Внезапно я почувствовала резкую боль – кто-то сзади сильно дернул меня за волосы, заставил сесть на колени. Из моих губ невольно вырвался тихий жалобный стон.
– Руки убери, – впервые за этот вечер я услышала знакомый голос, – я с ней сам разберусь.
Сердце еще сильнее забилось о грудь: возможно, теперь мне нужно было бояться еще сильнее. Из благородных побуждений Шон никогда ничего для меня не делал.
Обидчик ослабил хватку, а затем отпустил меня. Подростки ушли, остался только один он. Для меня всегда было загадкой, как четырнадцатилетний мальчик может быть лидером среди старших ребят. Но, несомненно, это было так.
Я поднялась на ноги, откинула волосы назад и направила взгляд на Шона. Какие у него были намерения? Что он придумает на этот раз?
Несколько секунд мы пристально смотрели друг на друга: я – исподлобья, он – сверху вниз.
– Какого черта ты тут делаешь? – наконец заговорил он.
– Не твое дело, – огрызнулась я.
– Ты не забыла, благодаря кому осталась без синяков?
Я через силу усмехнулась.
– Так вы избиваете двенадцатилетних девочек?
Я понимала, что сама виновата в том, что произошло: от таких компаний нужно держаться подальше и не приближаться ближе десяти метров, ну а если уж угораздило столкнуться с ними – не дерзить. Для таких, как они, закон не указ, а нравственные законы – детские сказки. Я поступила очень опрометчиво. Только я не могла понять одного: почему Уайт не дал им сделать мне больно? Тут же вспыхнуло воспоминание: замах, объятие, сковывающее движения, крик, рука на губах, укус, отталкивание, падение… Хотя сам делал и не однократно.
– За тобой выполнение задания, – продолжил Шон.
Я хотела возразить, но он не дал мне вставить слово.
– Ты ведь не пойдешь домой, верно? Не сомневаюсь в этом. Поэтому переночуешь в комнате Евы.
Я ошарашенно на него посмотрела, не произнося ни слова, потому что просто не знала, что сказать. Настолько странно было слышать это от него.
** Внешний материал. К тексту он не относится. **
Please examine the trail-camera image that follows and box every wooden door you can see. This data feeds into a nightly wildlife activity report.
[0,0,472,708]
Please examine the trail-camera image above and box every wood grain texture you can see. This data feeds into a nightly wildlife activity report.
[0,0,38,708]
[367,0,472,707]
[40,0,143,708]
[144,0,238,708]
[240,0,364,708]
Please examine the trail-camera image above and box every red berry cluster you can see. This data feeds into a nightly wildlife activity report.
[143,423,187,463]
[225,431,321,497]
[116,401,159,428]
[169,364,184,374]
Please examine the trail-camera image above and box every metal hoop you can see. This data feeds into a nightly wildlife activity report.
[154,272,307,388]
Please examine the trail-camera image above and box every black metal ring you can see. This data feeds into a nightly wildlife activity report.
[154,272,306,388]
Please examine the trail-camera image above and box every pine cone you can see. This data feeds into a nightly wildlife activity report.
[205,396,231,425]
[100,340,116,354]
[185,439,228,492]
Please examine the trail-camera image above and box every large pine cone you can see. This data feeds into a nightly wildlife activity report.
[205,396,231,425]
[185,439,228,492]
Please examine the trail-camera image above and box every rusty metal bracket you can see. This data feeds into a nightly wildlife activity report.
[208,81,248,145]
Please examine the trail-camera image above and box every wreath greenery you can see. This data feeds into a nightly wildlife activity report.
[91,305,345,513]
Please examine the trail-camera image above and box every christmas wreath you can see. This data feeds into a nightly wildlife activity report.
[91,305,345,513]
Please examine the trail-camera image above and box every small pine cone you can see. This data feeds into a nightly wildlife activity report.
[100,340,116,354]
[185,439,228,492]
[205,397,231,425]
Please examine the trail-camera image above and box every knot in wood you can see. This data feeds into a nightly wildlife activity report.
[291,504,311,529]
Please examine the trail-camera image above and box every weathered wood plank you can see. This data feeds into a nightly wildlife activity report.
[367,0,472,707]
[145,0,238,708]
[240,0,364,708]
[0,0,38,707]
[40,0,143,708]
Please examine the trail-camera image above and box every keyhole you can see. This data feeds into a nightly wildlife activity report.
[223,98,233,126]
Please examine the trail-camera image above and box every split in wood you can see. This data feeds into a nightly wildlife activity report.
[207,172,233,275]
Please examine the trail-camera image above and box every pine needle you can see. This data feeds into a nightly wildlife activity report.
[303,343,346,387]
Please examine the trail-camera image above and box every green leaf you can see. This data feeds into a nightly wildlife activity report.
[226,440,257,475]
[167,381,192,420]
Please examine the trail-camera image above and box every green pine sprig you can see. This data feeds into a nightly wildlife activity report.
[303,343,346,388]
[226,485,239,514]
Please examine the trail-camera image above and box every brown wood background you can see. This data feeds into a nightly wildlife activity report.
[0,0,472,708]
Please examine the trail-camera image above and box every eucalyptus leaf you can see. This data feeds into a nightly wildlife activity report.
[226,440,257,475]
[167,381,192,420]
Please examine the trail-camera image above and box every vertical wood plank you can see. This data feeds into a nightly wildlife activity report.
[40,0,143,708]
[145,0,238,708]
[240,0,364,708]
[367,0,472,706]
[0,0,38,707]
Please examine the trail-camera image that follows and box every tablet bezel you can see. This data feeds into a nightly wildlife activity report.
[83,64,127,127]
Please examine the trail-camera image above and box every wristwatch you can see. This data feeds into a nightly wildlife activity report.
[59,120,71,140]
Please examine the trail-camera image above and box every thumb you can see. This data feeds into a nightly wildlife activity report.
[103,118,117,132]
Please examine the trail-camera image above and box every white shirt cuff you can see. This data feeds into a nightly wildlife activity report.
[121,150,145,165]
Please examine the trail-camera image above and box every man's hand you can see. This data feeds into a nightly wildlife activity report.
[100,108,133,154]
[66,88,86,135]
Он всегда толкал меня вниз, а в тот момент подал руку… В этом должен был быть какой-то подвох, но я не могла понять, в чем он заключается.
– А что, если я хочу переночевать здесь, в парке? – упрямо спросила я, пытаясь не выдать своего смятения.
– А ты хочешь? – он пробежался по мне взглядом.
Да, мне было холодно, я была в легком теперь еще и грязном платье, замерзшая, напуганная и все еще злая на мать. Хочу ли я остаться здесь?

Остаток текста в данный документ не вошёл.